La filière événementielle propose un plan de sauvetage au gouvernement

Fortement impactée par l'annulation des salons et événements, plusieurs organisations présentent les mesures à prendre pour sauvegarder le secteur.

Paris Expo Porte de Versailles (c)Viparis-Bullit Studio

La filière événementielle a été lourdement impactée par la crise sanitaire, avec près de 15 milliards de retombées économiques envolées depuis l’interdiction des événements à la fin février dernier. Une étude approfondie devrait d’ailleurs prochainement détailler l’impact de ce confinement globalisé sur les rencontres professionnelles. Aussi, afin de défendre la sauvegarde des métiers qu’elles représentent et proposer aux services de l’Etat des mesures concrètes à mettre en place rapidement, les organisations professionnelles de la filière proposent au gouvernement un plan de sauvetage, présenté en début de semaine à Bruno Le Maire, Ministre de l’économie et à Jean-Baptiste Lemoyne, Secrétaire d’Etat auprès du Ministre de l’Europe et des affaires étrangères.

Tout en saluant « la forte mobilisation des pouvoirs publics pour les entreprises du secteur », ces organisations – UNIMEV, LÉVÉNEMENT, France Congrès et Evénements, Traiteurs de France mais aussi Coésio, qui rassemble les destinations francophones de congrès, Créalians qui rassemble les agences de design de stand et le Synpase, le syndicat national des prestataires de l’audiovisuel scénique et évènementiel – estiment que pour parvenir à sauvegarder la filière, « il est indispensable que les mesures prises soient fortes, adoptées rapidement et se poursuivent sur le long terme. »

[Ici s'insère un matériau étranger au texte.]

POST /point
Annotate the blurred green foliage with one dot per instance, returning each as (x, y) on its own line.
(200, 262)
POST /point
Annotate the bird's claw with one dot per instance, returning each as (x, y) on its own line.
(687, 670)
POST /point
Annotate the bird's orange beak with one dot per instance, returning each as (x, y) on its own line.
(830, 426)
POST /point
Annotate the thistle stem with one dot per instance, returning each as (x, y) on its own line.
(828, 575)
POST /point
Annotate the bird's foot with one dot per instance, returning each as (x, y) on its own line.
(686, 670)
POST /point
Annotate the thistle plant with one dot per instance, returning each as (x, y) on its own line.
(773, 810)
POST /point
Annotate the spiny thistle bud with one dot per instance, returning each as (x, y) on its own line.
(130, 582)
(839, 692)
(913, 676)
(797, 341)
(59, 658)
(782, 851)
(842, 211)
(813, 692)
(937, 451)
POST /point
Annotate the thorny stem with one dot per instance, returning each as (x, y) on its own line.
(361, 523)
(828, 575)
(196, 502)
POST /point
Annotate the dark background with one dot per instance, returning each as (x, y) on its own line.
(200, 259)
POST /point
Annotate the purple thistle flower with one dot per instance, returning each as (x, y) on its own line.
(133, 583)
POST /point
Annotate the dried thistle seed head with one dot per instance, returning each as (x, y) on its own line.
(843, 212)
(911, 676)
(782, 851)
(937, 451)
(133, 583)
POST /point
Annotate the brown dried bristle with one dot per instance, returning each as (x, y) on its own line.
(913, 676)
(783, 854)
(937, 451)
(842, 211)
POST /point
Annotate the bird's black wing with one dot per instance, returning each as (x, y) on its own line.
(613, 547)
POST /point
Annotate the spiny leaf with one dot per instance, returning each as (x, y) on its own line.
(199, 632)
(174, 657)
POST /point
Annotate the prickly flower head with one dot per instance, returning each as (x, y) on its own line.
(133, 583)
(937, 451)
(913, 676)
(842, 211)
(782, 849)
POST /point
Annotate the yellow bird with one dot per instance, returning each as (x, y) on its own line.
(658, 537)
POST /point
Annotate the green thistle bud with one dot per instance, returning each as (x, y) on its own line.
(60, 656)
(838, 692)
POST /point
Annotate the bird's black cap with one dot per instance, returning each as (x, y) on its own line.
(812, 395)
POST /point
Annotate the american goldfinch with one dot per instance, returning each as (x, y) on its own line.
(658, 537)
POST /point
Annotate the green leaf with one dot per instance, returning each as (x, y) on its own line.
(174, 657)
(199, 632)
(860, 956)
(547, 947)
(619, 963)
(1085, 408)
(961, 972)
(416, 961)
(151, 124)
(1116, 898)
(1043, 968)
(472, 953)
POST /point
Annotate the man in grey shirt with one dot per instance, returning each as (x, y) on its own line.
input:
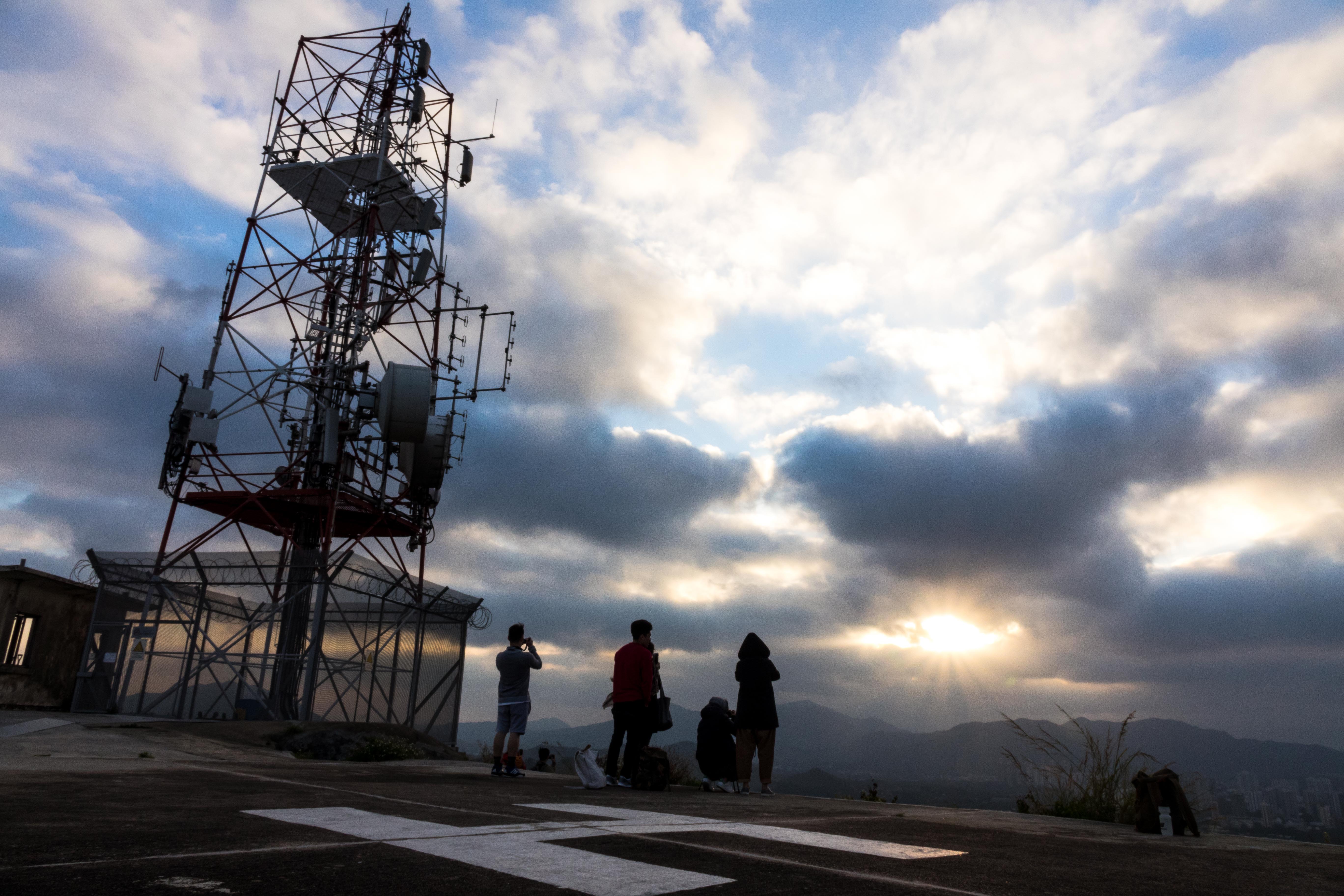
(515, 666)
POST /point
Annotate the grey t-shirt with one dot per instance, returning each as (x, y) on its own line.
(515, 666)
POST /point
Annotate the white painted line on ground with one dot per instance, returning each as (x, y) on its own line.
(123, 860)
(828, 870)
(648, 823)
(33, 725)
(534, 852)
(521, 851)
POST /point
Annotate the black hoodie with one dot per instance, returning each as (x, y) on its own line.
(756, 695)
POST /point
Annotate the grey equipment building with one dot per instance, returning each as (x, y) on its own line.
(43, 627)
(199, 640)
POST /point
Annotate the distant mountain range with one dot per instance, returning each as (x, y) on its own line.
(814, 737)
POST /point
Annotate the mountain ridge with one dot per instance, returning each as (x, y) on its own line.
(816, 737)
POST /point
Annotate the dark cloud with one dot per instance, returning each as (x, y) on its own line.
(1272, 596)
(554, 468)
(949, 506)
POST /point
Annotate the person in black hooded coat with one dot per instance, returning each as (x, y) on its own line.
(757, 718)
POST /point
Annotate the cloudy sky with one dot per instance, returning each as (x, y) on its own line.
(976, 355)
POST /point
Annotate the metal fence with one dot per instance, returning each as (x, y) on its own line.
(199, 640)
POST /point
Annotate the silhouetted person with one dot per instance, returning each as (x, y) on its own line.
(714, 747)
(515, 664)
(757, 718)
(632, 688)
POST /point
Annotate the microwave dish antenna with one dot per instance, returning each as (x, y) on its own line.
(335, 395)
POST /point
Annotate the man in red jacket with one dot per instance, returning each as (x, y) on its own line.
(631, 695)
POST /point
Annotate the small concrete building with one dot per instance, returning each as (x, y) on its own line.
(43, 625)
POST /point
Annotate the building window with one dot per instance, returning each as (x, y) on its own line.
(21, 633)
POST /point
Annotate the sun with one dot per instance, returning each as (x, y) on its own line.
(936, 635)
(949, 635)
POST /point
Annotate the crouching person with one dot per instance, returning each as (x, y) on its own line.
(714, 747)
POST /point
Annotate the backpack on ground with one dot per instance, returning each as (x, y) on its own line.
(654, 772)
(585, 766)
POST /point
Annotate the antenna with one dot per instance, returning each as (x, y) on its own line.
(328, 412)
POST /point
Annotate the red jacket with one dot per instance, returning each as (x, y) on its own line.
(634, 679)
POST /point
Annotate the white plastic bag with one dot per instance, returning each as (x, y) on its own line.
(588, 770)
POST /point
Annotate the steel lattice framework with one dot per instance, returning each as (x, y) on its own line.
(335, 394)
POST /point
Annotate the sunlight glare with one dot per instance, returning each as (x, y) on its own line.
(937, 635)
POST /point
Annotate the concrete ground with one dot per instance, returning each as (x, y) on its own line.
(210, 812)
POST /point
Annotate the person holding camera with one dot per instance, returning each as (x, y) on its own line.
(515, 664)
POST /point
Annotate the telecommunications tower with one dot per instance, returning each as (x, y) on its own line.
(331, 407)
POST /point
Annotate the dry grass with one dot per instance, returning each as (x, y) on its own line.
(1087, 781)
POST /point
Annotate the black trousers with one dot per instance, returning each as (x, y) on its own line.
(634, 725)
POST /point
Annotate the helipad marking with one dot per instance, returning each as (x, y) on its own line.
(640, 823)
(529, 850)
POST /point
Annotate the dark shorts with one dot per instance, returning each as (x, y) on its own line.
(513, 719)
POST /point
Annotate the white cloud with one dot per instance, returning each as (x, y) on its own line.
(22, 531)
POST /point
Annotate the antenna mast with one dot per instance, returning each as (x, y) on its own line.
(334, 400)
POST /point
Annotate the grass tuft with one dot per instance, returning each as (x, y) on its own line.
(385, 750)
(1087, 781)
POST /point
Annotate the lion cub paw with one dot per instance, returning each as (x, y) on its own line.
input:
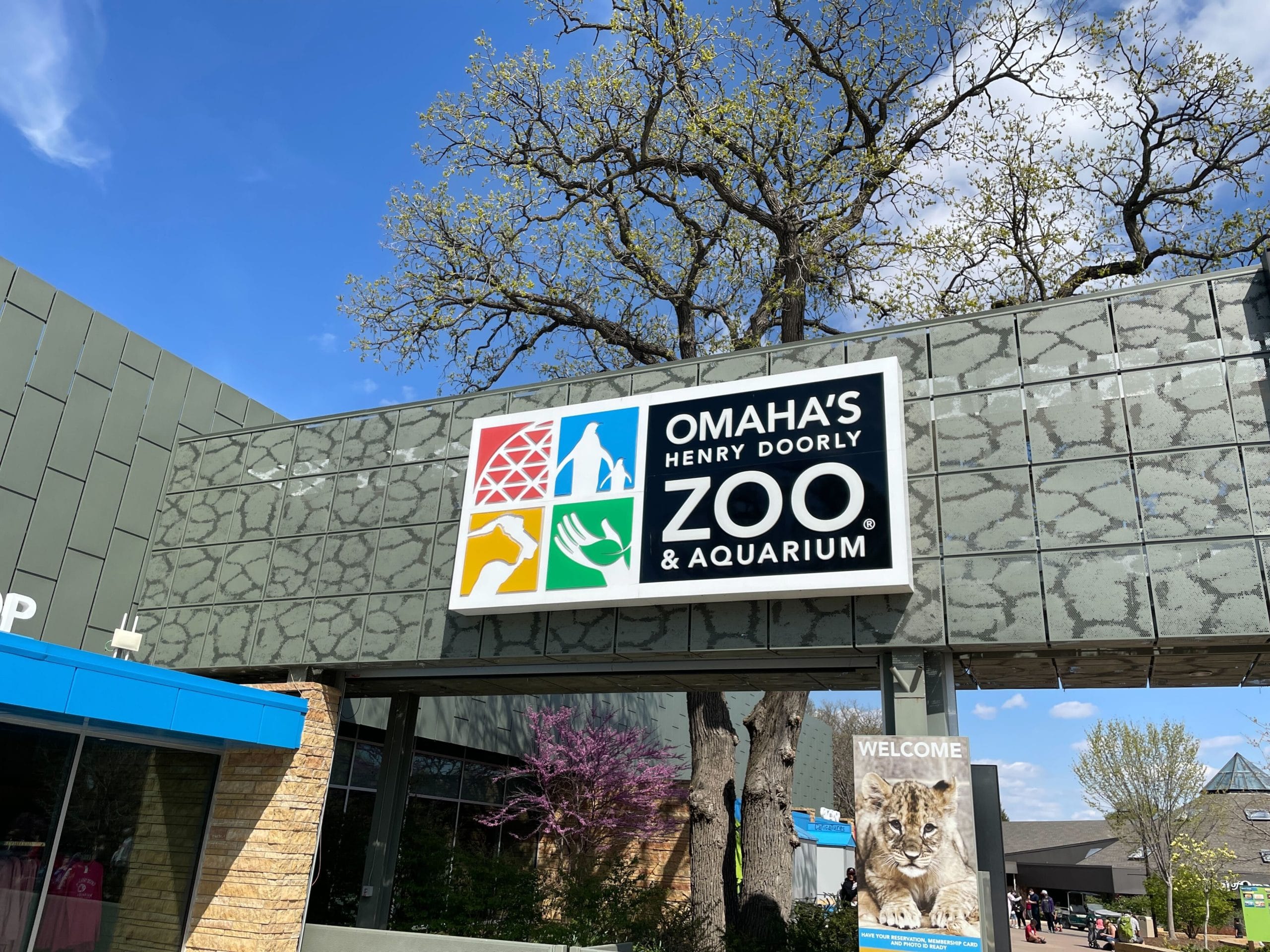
(901, 914)
(949, 913)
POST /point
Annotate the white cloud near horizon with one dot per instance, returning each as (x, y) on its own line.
(1225, 742)
(1021, 796)
(41, 79)
(1074, 710)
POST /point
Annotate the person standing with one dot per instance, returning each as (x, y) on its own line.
(1016, 908)
(850, 889)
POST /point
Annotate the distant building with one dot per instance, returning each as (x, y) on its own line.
(1089, 857)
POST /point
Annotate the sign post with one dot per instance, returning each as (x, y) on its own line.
(916, 851)
(1257, 912)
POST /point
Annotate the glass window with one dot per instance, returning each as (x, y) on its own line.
(342, 763)
(435, 776)
(32, 786)
(482, 783)
(472, 833)
(341, 858)
(366, 766)
(130, 843)
(420, 884)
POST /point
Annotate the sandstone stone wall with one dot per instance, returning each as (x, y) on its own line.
(263, 835)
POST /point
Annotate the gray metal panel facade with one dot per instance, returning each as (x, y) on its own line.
(1090, 495)
(88, 419)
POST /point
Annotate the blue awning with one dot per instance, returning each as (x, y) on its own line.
(39, 679)
(825, 833)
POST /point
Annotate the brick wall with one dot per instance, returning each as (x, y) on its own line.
(263, 835)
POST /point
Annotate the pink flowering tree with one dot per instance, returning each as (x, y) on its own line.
(593, 789)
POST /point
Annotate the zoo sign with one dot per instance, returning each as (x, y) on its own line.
(792, 485)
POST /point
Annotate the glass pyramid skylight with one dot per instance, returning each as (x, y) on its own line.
(1239, 776)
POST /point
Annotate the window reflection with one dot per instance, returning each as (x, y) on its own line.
(32, 786)
(482, 783)
(368, 760)
(435, 776)
(130, 843)
(343, 762)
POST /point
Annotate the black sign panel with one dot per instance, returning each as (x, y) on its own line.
(781, 481)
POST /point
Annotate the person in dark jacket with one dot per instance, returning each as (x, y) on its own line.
(850, 888)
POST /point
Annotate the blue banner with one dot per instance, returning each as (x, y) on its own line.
(910, 941)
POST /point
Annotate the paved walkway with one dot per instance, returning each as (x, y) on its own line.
(1066, 941)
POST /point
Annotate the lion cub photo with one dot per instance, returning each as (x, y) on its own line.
(917, 871)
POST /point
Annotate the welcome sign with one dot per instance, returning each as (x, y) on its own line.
(785, 486)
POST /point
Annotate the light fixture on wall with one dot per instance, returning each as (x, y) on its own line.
(126, 643)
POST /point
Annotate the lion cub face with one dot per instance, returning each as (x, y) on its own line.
(912, 821)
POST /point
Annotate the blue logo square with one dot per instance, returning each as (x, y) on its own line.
(596, 454)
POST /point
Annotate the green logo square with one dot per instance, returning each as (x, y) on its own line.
(590, 545)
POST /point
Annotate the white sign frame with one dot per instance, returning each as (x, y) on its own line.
(897, 579)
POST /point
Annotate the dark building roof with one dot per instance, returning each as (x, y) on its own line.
(1239, 776)
(1030, 835)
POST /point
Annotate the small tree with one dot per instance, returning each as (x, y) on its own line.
(1146, 780)
(595, 790)
(846, 720)
(1210, 869)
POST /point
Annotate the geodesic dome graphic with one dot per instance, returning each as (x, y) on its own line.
(513, 463)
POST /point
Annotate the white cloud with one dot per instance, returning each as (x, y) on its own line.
(325, 342)
(1021, 794)
(1015, 770)
(1235, 27)
(41, 79)
(1226, 740)
(1074, 710)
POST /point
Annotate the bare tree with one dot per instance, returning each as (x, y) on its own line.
(847, 720)
(1146, 778)
(701, 179)
(1166, 178)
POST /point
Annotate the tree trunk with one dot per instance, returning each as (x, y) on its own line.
(688, 330)
(711, 805)
(793, 298)
(767, 838)
(1169, 884)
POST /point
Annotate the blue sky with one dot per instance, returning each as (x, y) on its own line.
(1034, 735)
(209, 175)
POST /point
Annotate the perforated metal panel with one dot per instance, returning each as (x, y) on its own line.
(88, 422)
(1086, 477)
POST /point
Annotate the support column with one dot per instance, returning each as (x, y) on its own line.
(262, 837)
(919, 694)
(389, 814)
(994, 914)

Conçu pour accompagner les entreprises pendant 24 mois, le plan de sauvetage élaboré par ces organisations représentatives comprend des mesures prioritaires parmi lesquelles l’exonération des charges sociales patronales jusqu’en décembre 2021, la prolongation de 18 mois du dispositif actuel d’activité partielle ou la transformation du prêt garanti par l’État en crédit longue durée sectoriel, remboursable sur 8 ans, avec différé d’amortissement de 24 mois.

Des mesures sociales, économiques et sanitaires complémentaires sont aussi évoquées tels un fonds d’investissement lié à la sécurité sanitaire pour l’accueil du public ou le maintien des indemnités mensuelles pour les travailleurs indépendants. « Outre la sauvegarde des TPE PME et ETI de la filière événementielle qui représentent un nombre très conséquent d’emplois directs et indirects, c’est aussi l’attractivité de la France en tant que grande destination mondiale reconnue pour ses savoir-faire qui est en jeu », déclarent ces organisations dans un communiqué.